Der leibliche Vater übergab dem Adoptivvater den neun Tage alten Säugling mit dem Worten: "Hier, Dad, hier ist dein Sohn." Die Richtlinien des Gesundheits- und Sozialministeriums von Nunavut verlangen für weiße Adoptiveltern aus anderen Provinzen allerdings eine Überprüfung des Adoptionsprozesses durch die Behörden.

Yasmina Pepa, Sprecherin des Ministeriums, betont, dass es keinen Massenexodus von Inuit-Babys aus Nunavut gebe: "Im vergangenen Jahr waren es nur etwa fünfzehn Adoptivkinder." In Neufundland treffen sich die Familien adoptierter Inuit-Kinder jedes Jahr und lassen während drei Tagen Inuit-Bräuche auferstehen, "traditionelle Spiele wie Eulenhüpfen oder Robbenkriechen", erzählt Paula Roberts.

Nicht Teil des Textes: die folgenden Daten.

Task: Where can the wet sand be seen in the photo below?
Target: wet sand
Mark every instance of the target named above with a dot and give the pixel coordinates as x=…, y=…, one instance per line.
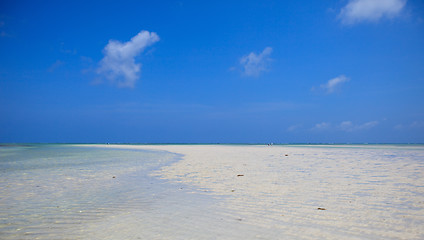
x=282, y=192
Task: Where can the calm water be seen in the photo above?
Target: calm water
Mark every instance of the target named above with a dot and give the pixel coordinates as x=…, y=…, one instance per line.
x=52, y=191
x=75, y=192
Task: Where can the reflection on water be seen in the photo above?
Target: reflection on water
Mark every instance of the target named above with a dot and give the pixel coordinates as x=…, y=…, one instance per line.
x=50, y=191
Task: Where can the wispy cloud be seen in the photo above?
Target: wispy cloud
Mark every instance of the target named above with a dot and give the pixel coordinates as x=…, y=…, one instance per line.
x=357, y=11
x=322, y=126
x=334, y=83
x=55, y=65
x=254, y=64
x=118, y=64
x=348, y=126
x=293, y=128
x=413, y=125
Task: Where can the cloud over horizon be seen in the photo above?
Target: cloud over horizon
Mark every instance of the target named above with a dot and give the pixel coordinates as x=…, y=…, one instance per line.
x=334, y=83
x=254, y=64
x=118, y=64
x=370, y=10
x=348, y=126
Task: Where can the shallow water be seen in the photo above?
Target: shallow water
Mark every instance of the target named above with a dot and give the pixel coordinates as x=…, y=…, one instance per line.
x=72, y=192
x=55, y=191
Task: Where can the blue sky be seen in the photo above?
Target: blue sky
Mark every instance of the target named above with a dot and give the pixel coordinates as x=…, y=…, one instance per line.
x=348, y=71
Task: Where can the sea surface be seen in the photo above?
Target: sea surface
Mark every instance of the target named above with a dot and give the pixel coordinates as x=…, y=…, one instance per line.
x=56, y=191
x=60, y=191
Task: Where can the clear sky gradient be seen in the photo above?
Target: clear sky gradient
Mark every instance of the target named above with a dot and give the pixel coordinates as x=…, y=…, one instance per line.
x=338, y=71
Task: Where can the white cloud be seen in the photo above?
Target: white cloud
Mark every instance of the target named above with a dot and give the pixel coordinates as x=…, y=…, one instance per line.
x=332, y=84
x=370, y=10
x=413, y=125
x=118, y=64
x=321, y=126
x=254, y=64
x=348, y=126
x=294, y=127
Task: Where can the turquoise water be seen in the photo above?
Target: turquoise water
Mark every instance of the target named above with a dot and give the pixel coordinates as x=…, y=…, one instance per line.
x=51, y=191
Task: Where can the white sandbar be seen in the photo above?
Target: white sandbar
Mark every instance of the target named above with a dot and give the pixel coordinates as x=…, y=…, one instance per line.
x=303, y=192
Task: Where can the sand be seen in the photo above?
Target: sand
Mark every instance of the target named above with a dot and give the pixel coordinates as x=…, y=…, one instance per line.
x=287, y=192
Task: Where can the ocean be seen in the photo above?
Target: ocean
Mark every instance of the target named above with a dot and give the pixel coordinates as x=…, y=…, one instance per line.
x=60, y=191
x=56, y=191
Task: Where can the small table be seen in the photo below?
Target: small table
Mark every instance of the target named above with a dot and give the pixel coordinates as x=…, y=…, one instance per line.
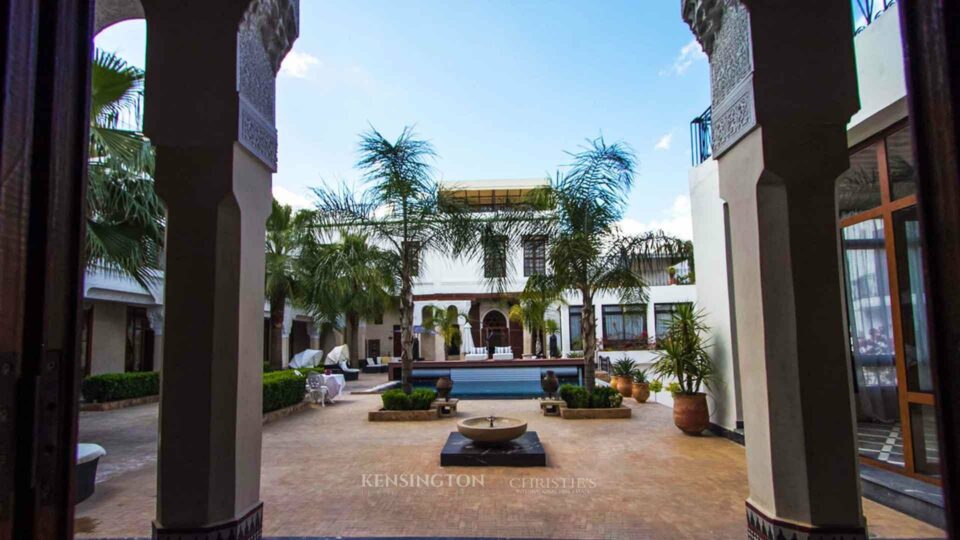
x=446, y=408
x=551, y=407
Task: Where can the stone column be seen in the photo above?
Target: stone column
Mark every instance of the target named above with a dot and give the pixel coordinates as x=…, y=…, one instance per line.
x=155, y=316
x=783, y=89
x=210, y=114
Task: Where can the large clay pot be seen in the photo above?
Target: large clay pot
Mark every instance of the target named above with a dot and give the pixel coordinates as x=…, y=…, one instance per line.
x=641, y=392
x=444, y=386
x=550, y=383
x=690, y=413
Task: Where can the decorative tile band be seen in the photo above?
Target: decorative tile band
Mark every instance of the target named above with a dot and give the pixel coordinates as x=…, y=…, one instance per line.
x=248, y=527
x=761, y=527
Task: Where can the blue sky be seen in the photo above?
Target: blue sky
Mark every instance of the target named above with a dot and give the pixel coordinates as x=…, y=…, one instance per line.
x=501, y=88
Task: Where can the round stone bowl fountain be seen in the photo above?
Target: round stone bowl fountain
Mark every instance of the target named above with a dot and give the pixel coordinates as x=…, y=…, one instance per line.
x=491, y=430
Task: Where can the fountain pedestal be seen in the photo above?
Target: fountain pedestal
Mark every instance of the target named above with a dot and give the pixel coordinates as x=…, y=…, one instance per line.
x=524, y=451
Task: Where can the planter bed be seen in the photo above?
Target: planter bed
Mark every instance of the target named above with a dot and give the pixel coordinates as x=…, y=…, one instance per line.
x=402, y=416
x=595, y=414
x=119, y=404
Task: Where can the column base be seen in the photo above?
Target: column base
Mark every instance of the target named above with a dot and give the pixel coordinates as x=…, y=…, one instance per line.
x=762, y=527
x=247, y=527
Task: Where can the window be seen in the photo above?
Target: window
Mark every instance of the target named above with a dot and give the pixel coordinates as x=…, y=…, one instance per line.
x=495, y=256
x=662, y=316
x=625, y=327
x=373, y=348
x=138, y=347
x=534, y=255
x=413, y=250
x=576, y=337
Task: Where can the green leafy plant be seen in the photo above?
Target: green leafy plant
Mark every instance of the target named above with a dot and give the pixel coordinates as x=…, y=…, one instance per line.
x=422, y=398
x=605, y=397
x=576, y=397
x=282, y=389
x=683, y=353
x=623, y=367
x=396, y=400
x=117, y=386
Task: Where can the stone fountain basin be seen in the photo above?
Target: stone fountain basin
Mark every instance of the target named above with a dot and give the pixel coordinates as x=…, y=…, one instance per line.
x=478, y=429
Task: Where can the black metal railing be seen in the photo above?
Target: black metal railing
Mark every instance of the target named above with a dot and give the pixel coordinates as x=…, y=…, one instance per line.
x=868, y=11
x=700, y=138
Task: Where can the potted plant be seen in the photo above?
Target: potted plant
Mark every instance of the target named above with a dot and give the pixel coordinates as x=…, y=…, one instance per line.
x=623, y=371
x=655, y=388
x=683, y=358
x=641, y=386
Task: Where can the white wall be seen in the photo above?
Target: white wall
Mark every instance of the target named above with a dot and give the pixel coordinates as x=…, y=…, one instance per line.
x=108, y=347
x=880, y=77
x=714, y=290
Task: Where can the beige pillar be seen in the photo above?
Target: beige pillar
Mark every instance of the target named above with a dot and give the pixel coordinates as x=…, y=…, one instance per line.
x=783, y=89
x=155, y=316
x=210, y=114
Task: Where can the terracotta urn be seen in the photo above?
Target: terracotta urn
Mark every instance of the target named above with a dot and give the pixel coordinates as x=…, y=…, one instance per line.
x=444, y=386
x=641, y=392
x=690, y=413
x=550, y=383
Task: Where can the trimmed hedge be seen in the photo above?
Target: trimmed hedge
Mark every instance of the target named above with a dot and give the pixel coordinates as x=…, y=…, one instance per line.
x=117, y=386
x=282, y=389
x=418, y=400
x=577, y=397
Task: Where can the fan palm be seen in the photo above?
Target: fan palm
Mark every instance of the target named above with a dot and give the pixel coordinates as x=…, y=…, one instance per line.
x=124, y=216
x=406, y=211
x=538, y=295
x=349, y=277
x=280, y=277
x=586, y=251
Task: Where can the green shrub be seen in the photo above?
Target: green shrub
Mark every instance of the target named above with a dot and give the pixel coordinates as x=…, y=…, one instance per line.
x=282, y=389
x=395, y=400
x=117, y=386
x=605, y=397
x=421, y=398
x=575, y=396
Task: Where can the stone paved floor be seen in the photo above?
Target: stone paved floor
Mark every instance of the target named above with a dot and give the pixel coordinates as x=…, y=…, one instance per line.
x=324, y=471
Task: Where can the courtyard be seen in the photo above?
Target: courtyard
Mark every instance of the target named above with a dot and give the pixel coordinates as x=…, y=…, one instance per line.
x=327, y=471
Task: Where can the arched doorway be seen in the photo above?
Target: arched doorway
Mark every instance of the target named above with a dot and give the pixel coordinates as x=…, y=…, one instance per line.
x=495, y=332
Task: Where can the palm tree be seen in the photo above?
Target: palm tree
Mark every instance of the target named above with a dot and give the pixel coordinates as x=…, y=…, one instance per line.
x=405, y=210
x=280, y=277
x=586, y=251
x=349, y=277
x=447, y=323
x=124, y=216
x=538, y=295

Paula Roberts sagt, dass sich alle Familien bemühten, den Kontakt ihrer Kinder zur Inuit-Kultur zu ermöglichen: "Unser Sohn war vier Jahre alt, als er zum ersten Mal auf die Elch-Jagd ging." Mit seiner Ursprungsfamilie in Nunavut ist der heute acht Jahre alte Ian in Kontakt. Seine Adoptiveltern wollen ihm später auch Nunavut zeigen. Ian übt sich derweil in einer uralten Inuit-Tradition: dem Kehlkopfsingen.